以上可能是多余的代码,无法可视化所有这方面的根签名位置,但是希望这将为视觉学习者提供一个更好的主意。因此,从上面可以看到,根签名是管道的参数列表。任何使用的寄存器都必须由根签名设置,这意味着根签名必须为所有要设置的寄存器都具有一个参数。
根参数有三种类型:描述符表,根描述符和根常量。
根签名的大小有限制。根参数最多只能添加64个DWORD。
如果使用输入装配,则必须使用的总内存Root参数为63个DWORD。
某些硬件的根签名可用空间少于64个DWORD。根签名末尾的任何根参数溢出根签名中的可用内存,都会添加1个间接寻址。
您可以将间接访问视为指向内存的指针。例如,根常量具有0个间接寻址,这意味着可以在着色器中立即访问数据。根描述符具有1个间接寻址,这意味着着色器必须跟随指针以获取数据的实际位置。最后,描述符表具有2个间接寻址,这意味着它跟随描述符表指针指向描述符堆,然后跟随描述符堆内部的描述符到达实际资源数据。因此,任何不适合根描述符可用内存的参数都将添加1个间接寻址,从而导致根常量为1个间接寻址,根描述符为2个间接寻址和描述符表为3个间接寻址。
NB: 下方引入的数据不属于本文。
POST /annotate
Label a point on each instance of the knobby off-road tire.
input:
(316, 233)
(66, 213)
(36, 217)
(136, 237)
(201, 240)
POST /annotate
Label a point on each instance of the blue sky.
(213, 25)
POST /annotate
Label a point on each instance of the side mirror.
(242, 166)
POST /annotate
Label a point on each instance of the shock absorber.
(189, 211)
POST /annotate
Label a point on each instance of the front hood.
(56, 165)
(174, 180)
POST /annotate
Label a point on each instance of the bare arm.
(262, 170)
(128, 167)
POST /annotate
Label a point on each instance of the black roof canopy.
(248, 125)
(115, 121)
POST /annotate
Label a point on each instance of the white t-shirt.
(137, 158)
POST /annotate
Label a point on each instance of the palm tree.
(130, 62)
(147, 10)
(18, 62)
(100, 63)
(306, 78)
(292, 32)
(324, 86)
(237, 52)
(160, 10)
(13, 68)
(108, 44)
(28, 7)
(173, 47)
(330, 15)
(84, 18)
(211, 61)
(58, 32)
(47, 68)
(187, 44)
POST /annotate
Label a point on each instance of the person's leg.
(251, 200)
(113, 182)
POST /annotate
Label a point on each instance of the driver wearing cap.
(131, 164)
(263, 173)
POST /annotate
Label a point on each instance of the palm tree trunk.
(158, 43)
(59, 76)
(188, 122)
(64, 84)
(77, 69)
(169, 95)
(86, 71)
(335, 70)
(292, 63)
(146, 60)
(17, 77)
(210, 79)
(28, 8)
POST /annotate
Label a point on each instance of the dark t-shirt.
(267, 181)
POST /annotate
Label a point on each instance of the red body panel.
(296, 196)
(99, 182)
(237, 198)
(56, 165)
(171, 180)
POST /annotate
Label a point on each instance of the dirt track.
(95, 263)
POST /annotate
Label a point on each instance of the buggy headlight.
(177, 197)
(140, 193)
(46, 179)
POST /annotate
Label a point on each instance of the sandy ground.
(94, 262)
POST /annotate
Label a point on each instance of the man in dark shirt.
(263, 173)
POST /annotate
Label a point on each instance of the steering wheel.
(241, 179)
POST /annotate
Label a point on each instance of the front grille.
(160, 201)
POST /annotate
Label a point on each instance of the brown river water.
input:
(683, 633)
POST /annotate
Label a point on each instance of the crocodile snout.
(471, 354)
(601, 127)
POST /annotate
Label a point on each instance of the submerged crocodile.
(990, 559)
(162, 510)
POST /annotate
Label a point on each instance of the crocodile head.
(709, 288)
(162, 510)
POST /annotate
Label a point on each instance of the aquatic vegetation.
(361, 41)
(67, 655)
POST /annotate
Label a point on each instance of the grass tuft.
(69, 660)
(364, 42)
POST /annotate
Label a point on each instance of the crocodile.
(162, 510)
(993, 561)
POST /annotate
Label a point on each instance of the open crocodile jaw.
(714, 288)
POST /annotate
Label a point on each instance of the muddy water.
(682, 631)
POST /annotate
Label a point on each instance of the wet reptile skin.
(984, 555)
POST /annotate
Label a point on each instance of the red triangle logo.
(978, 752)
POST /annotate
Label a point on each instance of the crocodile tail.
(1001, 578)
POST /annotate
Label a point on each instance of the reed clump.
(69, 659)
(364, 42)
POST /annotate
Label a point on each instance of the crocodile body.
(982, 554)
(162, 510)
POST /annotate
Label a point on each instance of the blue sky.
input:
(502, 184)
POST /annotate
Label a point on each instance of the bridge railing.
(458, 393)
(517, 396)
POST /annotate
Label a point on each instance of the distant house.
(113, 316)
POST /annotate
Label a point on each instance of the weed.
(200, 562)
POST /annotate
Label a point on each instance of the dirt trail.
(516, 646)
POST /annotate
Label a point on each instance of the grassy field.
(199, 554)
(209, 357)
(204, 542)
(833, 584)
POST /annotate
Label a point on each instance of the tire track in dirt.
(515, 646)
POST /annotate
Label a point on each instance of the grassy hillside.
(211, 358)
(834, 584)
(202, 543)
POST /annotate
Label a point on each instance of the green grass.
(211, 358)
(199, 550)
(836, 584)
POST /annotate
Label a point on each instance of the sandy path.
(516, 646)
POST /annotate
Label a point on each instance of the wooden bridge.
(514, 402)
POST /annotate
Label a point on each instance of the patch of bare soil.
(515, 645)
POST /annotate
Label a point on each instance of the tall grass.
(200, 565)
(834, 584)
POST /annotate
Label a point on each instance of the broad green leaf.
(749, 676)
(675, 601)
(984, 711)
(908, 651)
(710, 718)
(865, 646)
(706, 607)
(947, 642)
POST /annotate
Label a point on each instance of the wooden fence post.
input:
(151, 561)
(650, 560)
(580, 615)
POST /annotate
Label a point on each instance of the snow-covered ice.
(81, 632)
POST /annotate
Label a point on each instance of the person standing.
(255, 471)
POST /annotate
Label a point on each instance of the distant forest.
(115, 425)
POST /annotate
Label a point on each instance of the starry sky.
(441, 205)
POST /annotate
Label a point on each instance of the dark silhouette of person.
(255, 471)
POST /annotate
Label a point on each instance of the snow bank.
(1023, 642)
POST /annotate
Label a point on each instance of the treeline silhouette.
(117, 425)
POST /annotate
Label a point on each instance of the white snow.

创建根参数时,您想拒绝任何着色器阶段访问不需要该参数的参数。这使GPU可以优化对数据的访问根常量
根常量是直接存储在根签名中的32位值(1个DWORD)。 它们在根签名中占用1个DWORD的空间。 这些变量应该是最常访问的变量,因为它们比描述符所指向的常量缓冲区的访问速度更快。 ProjectionView 矩阵可能是根常量的很好的候选者,因为通常可见场景中的每个顶点都可以访问它。
根描述符
根描述符是内联描述符。 它们在根签名中占用2个DWORD的空间。 这些应该是经常访问的资源的描述符,因为根描述符中用于存储参数的空间有限。
根描述符采用1个间接方式来获取资源数据。 这种间接性来自描述符,它是指向资源数据的指针。 从着色器访问根描述符时,必须查找描述符指向的资源。描述符表
最后,我们有描述符表。 这些每个花费1个DWORD,并且是一个描述符范围。 该范围指定描述符堆中描述符的开始和数目。 使用描述符表,您可以使用任意数量的描述符。 缺点是额外的间接访问。
描述符表采用2种间接方式来获取资源数据。 描述符表指向描述符堆内部的描述符,该描述符堆指向实际资源数据。
在本教程中,我们将使用描述符表,因为它们将是最常用的参数类型,因为大多数场景所包含的着色器所需的纹理和数据多于64个DWORDs根参数可添加的总和。帧缓冲
我们将为常量缓冲区的每个帧需要一个描述符堆和资源堆。 这样一来,当一帧使用常量缓冲区时,另一帧可以对其进行更新。 我们不想更新当前正在使用的常量缓冲区,因此我们将为每个帧创建一个常量缓冲区资源堆和描述符堆。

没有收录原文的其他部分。